OK, so we have an idea of the most important variables. Let pick 4 simple ones (from the first plot of the feature importance) and make a linear model, for instance:
MolLogP
(Wildman-Crippen LogP value.)MolWt
(The molecular weight.)MinPartialCharge
(Smallest Gasteiger partial charge.)NOCount
(Number of Nitrogens and Oxygens.)
[36]:
variables2 = [
"MolLogP",
"MolWt",
"MinPartialCharge",
"NOCount",
]
[37]:
X_raw2 = rdkit_descriptors[variables2].to_numpy()

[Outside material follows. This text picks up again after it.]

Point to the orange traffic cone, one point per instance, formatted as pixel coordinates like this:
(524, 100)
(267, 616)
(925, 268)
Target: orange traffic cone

X_train2, X_test2, y_train2, y_test2, scale_x2, scale_y2 = split_and_scale(
X_raw2, y_raw
)
[38]:
from sklearn.linear_model import Lasso
from sklearn.model_selection import GridSearchCV
[39]:
%%time
parameters = {
"alpha": np.logspace(-3, 0, 20),
}
grid = GridSearchCV(
Lasso(fit_intercept=False, max_iter=10000),
parameters,
cv=10,
)
grid.fit(X_train2, y_train2)
model2 = grid.best_estimator_
model2
CPU times: user 201 ms, sys: 3.51 ms, total: 204 ms
Wall time: 169 ms
[39]:
Lasso(alpha=0.00206913808111479, fit_intercept=False, max_iter=10000)In a Jupyter environment, please rerun this cell to show the HTML representation or trust the notebook.

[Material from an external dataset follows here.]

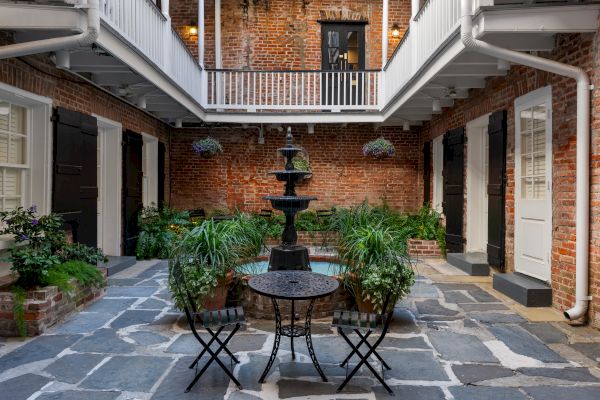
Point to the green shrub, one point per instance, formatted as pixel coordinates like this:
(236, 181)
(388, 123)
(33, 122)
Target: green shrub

On GitHub, the HTML representation is unable to render, please try loading this page with nbviewer.org.
Lasso(alpha=0.00206913808111479, fit_intercept=False, max_iter=10000)
[40]:
plot_test_train_model(model2, X_train2, y_train2, X_test2, y_test2)
The simplified model is:
[41]:
from IPython.display import display, Math
terms = [
f"{i:.2g}×(\\text{{{var}}})" for i, var in zip(model2.coef_, variables2)
]
equation = "y =" + "".join(terms)
display(Math(equation))
This simplified model has a performance similar to the ESOL model.
Summary#
The CatBoost model for the solubility is pretty good with a coefficient of determination of 0.93 for the test set. And this was without tuning hyper-parameters.
The feature importances and shap values help understand the influence of the different features and based on these, a simplified model (with 4 variables) can be created that is performing similarly to the original ESOL model.